To publish a new release, always test on TestPyPI first, then upload to PyPI only after successful Conda smoke tests:

```bash
export TWINE_USERNAME="__token__"
export TWINE_PASSWORD="pypi-..."

bash scripts/release_testpypi.sh --bump patch
bash scripts/release_pypi.sh --yes
```

**Notes:**
- Run and verify the TestPyPI release first, then upload the final package to PyPI.
- PyPI versions cannot be overwritten or reused.

## Library usage

```python
from pathlib import Path

from loganalysis import (
    analyze_file,
    convert_report_md_to_html_pdf,
    iter_logical_entries,
    normalize_message,
)
from csvchunking import split_csv

result = analyze_file(Path("logs/app.txt"))
print(result["norm_counts"])

print(normalize_message(
    'Conversion: X =3100110. 138 The record was not found in table "Teile".'
))

for entry in iter_logical_entries(Path("logs/app.txt")):
    print(entry)

convert_report_md_to_html_pdf(
    Path("log_analyse_out/report.md"),
    Path("log_analyse_out/report.html"),
    Path("log_analyse_out/report.pdf"),
)

chunk_result = split_csv(Path("data/large_export.csv"), chunk_size=5000)
print(chunk_result.output_dir)
print(chunk_result.output_files)
```

`split_csv()` returns a `ChunkResult` with the input file, output directory, chunk size, processed data-row count, created file count, and generated output file paths.

## Project structure

```text
.
├─ pyproject.toml
├─ src/loganalysis/
├─ src/csvchunking/
├─ tests/
├─ docs/
└─ log_analysis.py
```

Important modules:

- `analysis.py` - file-level and overall aggregation
- `parsing.py` - logical entry detection and parsing
- `normalization.py` - message normalization
- `report_markdown.py` - Markdown report model and rendering
- `report_html.py` - HTML/CSS rendering
- `report_pdf.py` - PDF engine selection and fallback handling
- `converters.py` - Markdown-to-HTML/PDF conversion
- `loganalysis/cli.py` - log analysis command-line entry point
- `csvchunking/chunker.py` - CSV splitting logic and `ChunkResult`
- `csvchunking/cli.py` - CSV chunking command-line entry point

## HTML/PDF conversion

Report conversion is intentionally optional:

- `report.md` remains the primary human-readable output
- `report.html` is generated from the internal report model
- `report.pdf` is created when supported PDF tooling is available

PDF engine preference order:

1. `weasyprint`
2. `wkhtmltopdf`
3. `pandoc` + `xelatex` or `pdflatex`

If no supported PDF engine is available, the analysis still succeeds and generates Markdown and HTML output.

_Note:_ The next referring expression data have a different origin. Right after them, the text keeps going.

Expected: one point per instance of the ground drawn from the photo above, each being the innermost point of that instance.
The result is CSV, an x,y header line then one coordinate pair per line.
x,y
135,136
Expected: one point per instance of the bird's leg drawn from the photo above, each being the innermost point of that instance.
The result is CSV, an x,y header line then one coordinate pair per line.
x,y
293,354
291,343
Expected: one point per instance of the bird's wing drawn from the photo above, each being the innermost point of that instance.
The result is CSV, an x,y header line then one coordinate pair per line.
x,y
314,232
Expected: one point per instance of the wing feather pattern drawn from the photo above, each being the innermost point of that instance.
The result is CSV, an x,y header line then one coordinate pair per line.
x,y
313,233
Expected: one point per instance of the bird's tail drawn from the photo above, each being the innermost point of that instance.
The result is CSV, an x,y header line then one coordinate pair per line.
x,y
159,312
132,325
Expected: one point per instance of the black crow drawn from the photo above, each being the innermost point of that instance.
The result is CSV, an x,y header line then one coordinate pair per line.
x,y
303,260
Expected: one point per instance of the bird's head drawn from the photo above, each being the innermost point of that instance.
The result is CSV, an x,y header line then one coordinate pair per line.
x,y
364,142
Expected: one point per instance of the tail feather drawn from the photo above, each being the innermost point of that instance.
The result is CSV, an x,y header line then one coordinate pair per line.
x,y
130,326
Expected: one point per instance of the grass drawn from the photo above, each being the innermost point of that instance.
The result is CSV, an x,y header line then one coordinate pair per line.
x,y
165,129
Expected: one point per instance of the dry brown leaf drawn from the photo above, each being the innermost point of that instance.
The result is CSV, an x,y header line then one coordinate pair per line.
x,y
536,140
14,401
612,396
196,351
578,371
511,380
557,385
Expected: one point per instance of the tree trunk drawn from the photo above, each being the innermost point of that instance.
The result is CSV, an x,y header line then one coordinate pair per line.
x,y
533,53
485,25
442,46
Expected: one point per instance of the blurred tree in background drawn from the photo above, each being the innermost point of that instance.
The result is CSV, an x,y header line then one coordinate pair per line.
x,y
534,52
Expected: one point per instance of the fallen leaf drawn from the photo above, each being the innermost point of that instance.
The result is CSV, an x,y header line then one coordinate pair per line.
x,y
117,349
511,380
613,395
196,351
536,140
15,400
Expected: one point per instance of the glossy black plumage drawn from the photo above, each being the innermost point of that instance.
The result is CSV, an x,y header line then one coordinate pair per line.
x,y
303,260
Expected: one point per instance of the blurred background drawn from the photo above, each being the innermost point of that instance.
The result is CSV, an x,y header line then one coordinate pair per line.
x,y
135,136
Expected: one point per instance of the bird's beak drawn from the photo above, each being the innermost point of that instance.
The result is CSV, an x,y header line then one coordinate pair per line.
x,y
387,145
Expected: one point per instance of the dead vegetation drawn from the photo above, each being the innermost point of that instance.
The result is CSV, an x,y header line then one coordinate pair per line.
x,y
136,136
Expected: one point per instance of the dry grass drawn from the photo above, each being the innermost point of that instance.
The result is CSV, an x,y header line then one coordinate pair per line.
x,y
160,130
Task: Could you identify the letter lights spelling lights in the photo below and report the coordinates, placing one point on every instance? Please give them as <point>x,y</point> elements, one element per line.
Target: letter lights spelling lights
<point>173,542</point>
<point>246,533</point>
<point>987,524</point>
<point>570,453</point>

Windows-specific setup notes:

- `docs/install_gtk_weasyprint_windows.md`
- `docs/install_xelatex_windows.md`

## Tests

```powershell
pytest
```

## Local build

```powershell
python -m build
```

Expected artifacts:

- `dist/*.tar.gz`
- `dist/*.whl`

## Notes

The package name on PyPI/TestPyPI is `nm-tool-forge`, while the current Python import package remains `loganalysis`.

This keeps the first public release small and low-risk. A later follow-up release can still rename the import package if desired.